Study of the reception of literary genres in an alien culture always makes for a fascinating and challenging task. My doctoral research on reception of Reynolds in 19th century Bengal revealed the complex mechanism behind the assimilation of a particular kind of narrative into a culture which had been used to a different one, yet embraced it, albeit temporarily, with enthusiasm. What actually triggers off this enthusiasm—the point of identification or dissimilarity—is a difficult one to answer. Reynolds as I later detected, came to constitute a more pervasive influence, extending to other cultural expressions including popular Hindi films of a certain time.
The objective of my present project (The Mysterious Women of Reynolds and Their Indian Sisters: Study of Cross-Cultural Transformation of the Female Figure in Popular Indian Culture) is a comparative study of the portrayal of female figures in Reynolds’ novels, which chiefly consisted of stereotypes of the Victorian age, but also had the potential of titillating the reader by erotic description and occasionally surprising by the show of a certain ambiguity regarding gender roles, and their Indian representations. Interesting transformations were taking place in these adaptations/translations too, revealing the intricacies involved in reception in practice.

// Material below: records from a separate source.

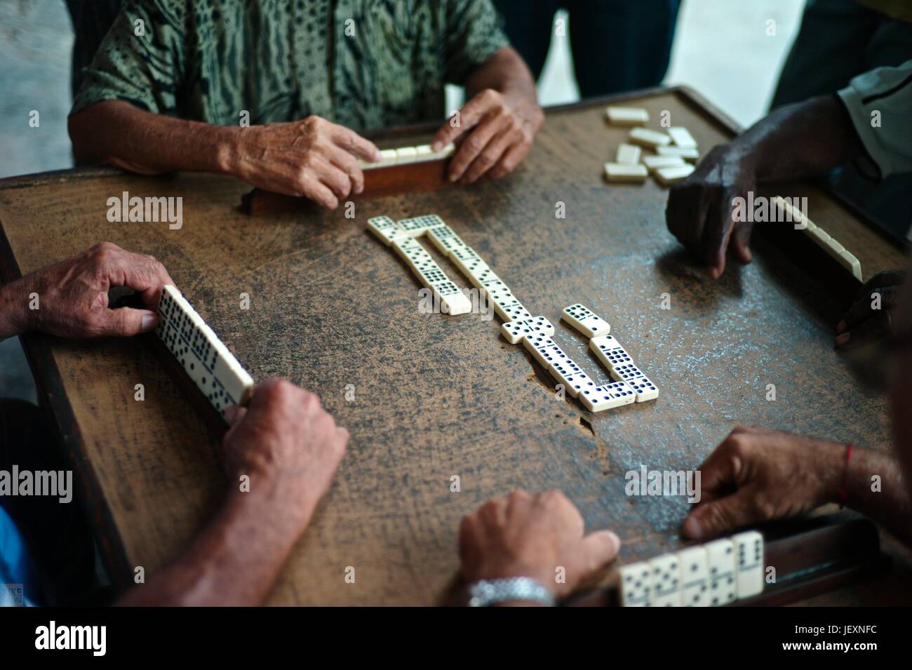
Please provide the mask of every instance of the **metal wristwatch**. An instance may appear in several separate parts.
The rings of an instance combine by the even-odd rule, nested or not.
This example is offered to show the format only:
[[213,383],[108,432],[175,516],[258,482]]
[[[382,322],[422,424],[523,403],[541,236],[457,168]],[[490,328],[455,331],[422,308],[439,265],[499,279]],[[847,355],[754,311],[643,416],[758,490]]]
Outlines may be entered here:
[[538,603],[554,607],[554,596],[541,583],[531,577],[506,577],[482,579],[469,584],[469,607],[487,607],[513,600]]

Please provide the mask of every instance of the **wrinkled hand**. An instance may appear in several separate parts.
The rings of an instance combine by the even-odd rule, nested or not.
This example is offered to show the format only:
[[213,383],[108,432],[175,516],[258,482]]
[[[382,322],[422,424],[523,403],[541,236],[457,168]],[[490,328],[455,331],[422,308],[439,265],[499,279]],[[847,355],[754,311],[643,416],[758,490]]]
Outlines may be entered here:
[[[174,283],[151,256],[109,242],[49,265],[3,287],[7,335],[37,330],[62,337],[134,335],[152,330],[161,288]],[[109,309],[108,291],[128,286],[148,309]],[[30,309],[37,294],[37,309]]]
[[240,129],[237,138],[229,172],[261,189],[305,196],[330,209],[364,190],[358,158],[380,160],[373,143],[316,116]]
[[315,394],[276,378],[257,384],[248,407],[229,417],[223,440],[229,479],[247,475],[251,490],[266,486],[309,517],[329,490],[348,431]]
[[684,535],[714,537],[793,517],[834,500],[845,445],[767,428],[738,428],[700,466],[700,501]]
[[[439,151],[457,141],[450,161],[450,180],[477,181],[485,174],[494,179],[513,171],[532,149],[532,140],[544,120],[542,108],[522,97],[504,96],[487,88],[437,131],[431,145]],[[461,139],[460,139],[461,138]]]
[[[610,531],[583,534],[583,518],[556,490],[529,495],[515,490],[486,502],[460,525],[460,559],[467,582],[502,577],[531,577],[555,597],[612,561],[620,541]],[[565,570],[557,583],[555,572]]]
[[753,170],[741,149],[731,145],[715,147],[693,173],[671,187],[665,219],[668,231],[718,279],[725,271],[731,249],[741,263],[751,263],[753,223],[732,218],[735,198],[756,191]]
[[855,346],[888,335],[905,279],[903,271],[886,270],[867,280],[836,325],[836,346]]

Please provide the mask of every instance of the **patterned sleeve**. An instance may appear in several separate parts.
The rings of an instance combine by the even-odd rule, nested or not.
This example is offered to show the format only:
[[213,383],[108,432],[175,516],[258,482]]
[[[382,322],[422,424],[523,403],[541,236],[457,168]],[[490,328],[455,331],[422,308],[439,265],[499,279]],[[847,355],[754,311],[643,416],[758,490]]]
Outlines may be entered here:
[[183,0],[126,0],[84,71],[70,114],[103,100],[175,115],[184,65]]
[[446,77],[463,84],[473,69],[510,41],[491,0],[446,1]]

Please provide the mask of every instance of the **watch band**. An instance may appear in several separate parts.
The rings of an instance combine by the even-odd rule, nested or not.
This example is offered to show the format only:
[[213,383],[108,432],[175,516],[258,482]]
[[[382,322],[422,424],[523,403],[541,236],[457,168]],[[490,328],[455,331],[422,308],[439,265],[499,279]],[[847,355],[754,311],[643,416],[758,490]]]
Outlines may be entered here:
[[545,586],[531,577],[482,579],[469,584],[469,607],[488,607],[511,600],[538,603],[554,607],[554,596]]

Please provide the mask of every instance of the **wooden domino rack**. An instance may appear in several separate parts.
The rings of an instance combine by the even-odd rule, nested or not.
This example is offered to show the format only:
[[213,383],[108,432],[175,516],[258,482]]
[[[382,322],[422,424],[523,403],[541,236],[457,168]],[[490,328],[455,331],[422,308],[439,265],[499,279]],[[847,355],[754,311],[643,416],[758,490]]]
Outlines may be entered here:
[[[785,605],[883,574],[891,564],[881,551],[876,526],[858,515],[835,513],[767,524],[763,564],[776,568],[775,582],[730,606]],[[620,586],[573,596],[564,603],[579,607],[622,604]]]
[[[440,151],[433,151],[430,145],[421,144],[417,147],[382,149],[380,162],[371,164],[359,161],[364,170],[364,191],[358,195],[352,194],[351,200],[368,200],[450,188],[453,183],[447,178],[447,166],[450,165],[450,157],[454,149],[450,145]],[[252,216],[312,207],[314,204],[306,198],[295,198],[262,189],[254,189],[244,193],[241,200],[241,210]]]

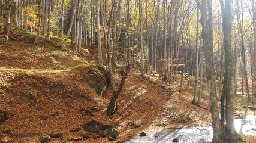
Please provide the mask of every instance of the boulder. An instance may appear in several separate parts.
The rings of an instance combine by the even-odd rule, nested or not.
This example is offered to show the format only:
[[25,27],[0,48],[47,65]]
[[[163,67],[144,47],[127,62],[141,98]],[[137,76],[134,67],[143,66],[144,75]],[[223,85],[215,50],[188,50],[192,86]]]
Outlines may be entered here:
[[30,101],[35,102],[37,94],[34,94],[29,90],[25,90],[22,94],[22,100],[24,102],[28,102]]
[[109,125],[101,124],[94,120],[84,124],[82,127],[86,131],[94,133],[98,133],[100,131],[104,131],[107,130],[107,129],[112,128]]
[[0,110],[0,122],[4,122],[8,120],[7,113]]
[[147,135],[147,133],[145,132],[141,132],[140,136],[146,136]]
[[92,136],[92,138],[94,138],[94,139],[97,139],[98,138],[100,138],[100,136],[98,135],[94,135]]
[[105,131],[100,131],[99,132],[99,135],[103,138],[110,136],[116,139],[118,136],[118,132],[115,129],[109,128]]
[[86,82],[91,88],[95,89],[96,93],[102,97],[107,87],[106,79],[97,69],[92,69],[86,77]]
[[40,141],[41,143],[45,143],[46,142],[50,141],[50,140],[51,140],[51,137],[49,135],[43,136],[39,139],[39,141]]
[[48,135],[50,136],[50,137],[51,137],[52,138],[58,138],[62,137],[63,134],[58,133],[50,133],[50,134],[49,134]]
[[132,124],[132,126],[134,128],[138,128],[141,126],[141,121],[140,120],[135,120]]
[[79,132],[81,130],[81,128],[77,128],[73,129],[71,129],[71,132]]
[[179,142],[179,141],[180,141],[180,139],[179,138],[179,137],[176,137],[173,139],[173,142],[176,143]]
[[13,135],[13,132],[10,129],[7,129],[2,132],[3,133],[6,133],[7,135],[11,136]]
[[116,140],[115,138],[112,138],[112,137],[109,137],[107,139],[110,141],[113,141]]
[[88,133],[82,133],[81,134],[81,136],[83,136],[83,138],[85,139],[89,139],[91,138],[91,135]]

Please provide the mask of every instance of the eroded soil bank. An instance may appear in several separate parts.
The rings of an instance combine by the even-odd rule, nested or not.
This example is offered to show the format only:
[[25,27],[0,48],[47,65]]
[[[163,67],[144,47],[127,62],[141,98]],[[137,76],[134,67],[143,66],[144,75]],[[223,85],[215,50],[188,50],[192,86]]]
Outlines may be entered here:
[[[111,90],[106,88],[101,97],[90,85],[92,70],[102,79],[104,73],[97,70],[92,47],[83,48],[83,54],[78,55],[47,43],[35,46],[26,39],[0,41],[0,109],[7,113],[0,123],[0,141],[37,142],[43,136],[61,134],[51,142],[123,142],[143,130],[210,124],[207,97],[203,97],[204,108],[191,103],[193,90],[189,85],[193,81],[189,77],[180,93],[178,82],[164,83],[150,73],[142,79],[135,68],[118,98],[118,113],[109,118],[106,111]],[[117,81],[124,68],[118,63]],[[83,125],[94,120],[115,127],[117,138],[110,141],[85,131]],[[86,133],[89,138],[85,138]]]

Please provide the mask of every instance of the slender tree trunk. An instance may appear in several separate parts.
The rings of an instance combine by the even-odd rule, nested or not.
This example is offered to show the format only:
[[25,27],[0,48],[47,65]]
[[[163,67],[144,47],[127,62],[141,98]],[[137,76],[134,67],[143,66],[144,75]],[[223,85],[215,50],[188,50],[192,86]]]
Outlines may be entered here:
[[140,15],[140,62],[141,64],[141,73],[142,77],[145,76],[145,72],[144,67],[144,49],[143,49],[143,36],[142,27],[142,0],[139,0],[139,15]]
[[198,61],[199,61],[199,46],[198,46],[198,38],[199,38],[199,9],[197,8],[197,35],[195,38],[195,51],[197,54],[196,63],[195,63],[195,88],[194,89],[194,98],[192,103],[195,104],[197,101],[197,97],[198,93]]
[[[211,30],[208,28],[209,25],[212,23],[207,21],[207,9],[208,6],[211,5],[210,0],[203,0],[202,4],[199,1],[196,0],[197,5],[201,12],[201,18],[200,23],[202,25],[202,38],[203,38],[203,50],[206,57],[206,76],[207,78],[208,94],[210,100],[210,112],[212,115],[212,124],[213,129],[213,143],[224,142],[224,135],[221,126],[219,117],[219,111],[218,107],[217,93],[216,91],[215,74],[213,67],[213,61],[212,61],[212,53],[211,49],[210,37],[212,35]],[[212,15],[212,11],[209,11],[209,15]],[[212,15],[209,15],[210,17]]]
[[25,29],[28,30],[28,8],[29,6],[29,1],[26,0],[26,10],[25,10],[25,19],[26,19],[26,24],[25,24]]
[[[162,8],[163,10],[163,18],[164,18],[164,31],[163,31],[163,34],[164,34],[164,62],[163,62],[163,73],[164,73],[164,82],[167,82],[167,45],[166,45],[166,27],[167,27],[167,21],[166,21],[166,3],[167,3],[167,1],[166,0],[164,0],[162,1],[162,3],[163,3],[163,7]],[[180,88],[181,89],[181,88]]]
[[204,55],[203,51],[201,51],[200,52],[200,86],[199,86],[199,93],[198,93],[198,98],[197,99],[197,104],[199,105],[201,104],[201,97],[202,95],[202,88],[203,88],[203,67],[204,67]]
[[52,13],[52,0],[49,0],[48,1],[48,27],[47,27],[47,38],[50,39],[50,34],[51,30],[51,13]]
[[223,35],[225,51],[225,73],[224,76],[225,91],[226,98],[225,131],[230,142],[236,142],[237,133],[234,126],[234,101],[233,90],[233,79],[235,74],[234,65],[234,54],[232,52],[232,0],[221,0],[221,9],[223,14]]
[[[252,1],[252,13],[253,13],[253,30],[254,30],[254,45],[251,51],[251,74],[252,74],[252,97],[256,98],[256,11],[255,4],[254,0]],[[253,100],[252,101],[254,102]]]
[[75,14],[76,14],[76,11],[77,10],[77,0],[74,0],[73,8],[73,11],[72,11],[71,21],[70,23],[70,27],[68,28],[68,33],[66,35],[66,37],[65,38],[64,41],[63,42],[62,44],[61,45],[61,50],[66,49],[66,48],[65,48],[65,46],[66,45],[67,41],[68,39],[68,37],[70,35],[70,32],[71,32],[71,30],[72,30],[72,27],[73,26],[74,18],[75,18]]
[[18,20],[18,11],[19,11],[19,0],[15,1],[15,25],[19,26],[19,20]]
[[100,8],[99,4],[101,4],[100,0],[96,0],[96,24],[97,27],[97,44],[98,44],[98,60],[100,67],[103,67],[103,57],[101,52],[101,32],[100,27]]

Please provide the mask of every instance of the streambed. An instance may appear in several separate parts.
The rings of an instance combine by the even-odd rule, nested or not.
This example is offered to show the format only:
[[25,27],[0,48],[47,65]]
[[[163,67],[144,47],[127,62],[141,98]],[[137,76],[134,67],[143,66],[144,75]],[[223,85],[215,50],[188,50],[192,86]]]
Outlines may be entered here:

My interest in Reynolds as the engenderer of a narrative genre coincided with the revaluation of Reynolds, the chronicler of urban mysteries, and re-judgement of his political stance, by scholars such as Louis James, Anne Humphreys , Michael Shirley, Richard Maxwell, and Ian Haywood among others. I have been much enlightened by the contribution of Priya Joshi, who pioneered the study of the influence of Reynolds in colonial India.
Sucheta Bhattacharya is CRASSH Charles Wallace India Trust Fellow, Easter 2012.
Dr Sucheta Bhattacharya is currently an Associate Professor in the Department of Comparative Literature at Jadavpur University, Kolkata, India. Previously she has worked as a Senior Lecturer and Associate Professor at Serampore College at the University of Calcutta. She was awarded her PhD at Jadavpur University in 2008.
Her major publications include G W M Reynolds Rewritten in 19 Century Bengal in G W M Reynolds: 19th Century Fiction, Politics and the Press. Ed Anne Humphreys and Louis James (Ashgate Publications, 2008) and In Defence of Intersemiotic Translation in the Jadavpur Journal of Comparative Literature, Special Issue on translation 2010.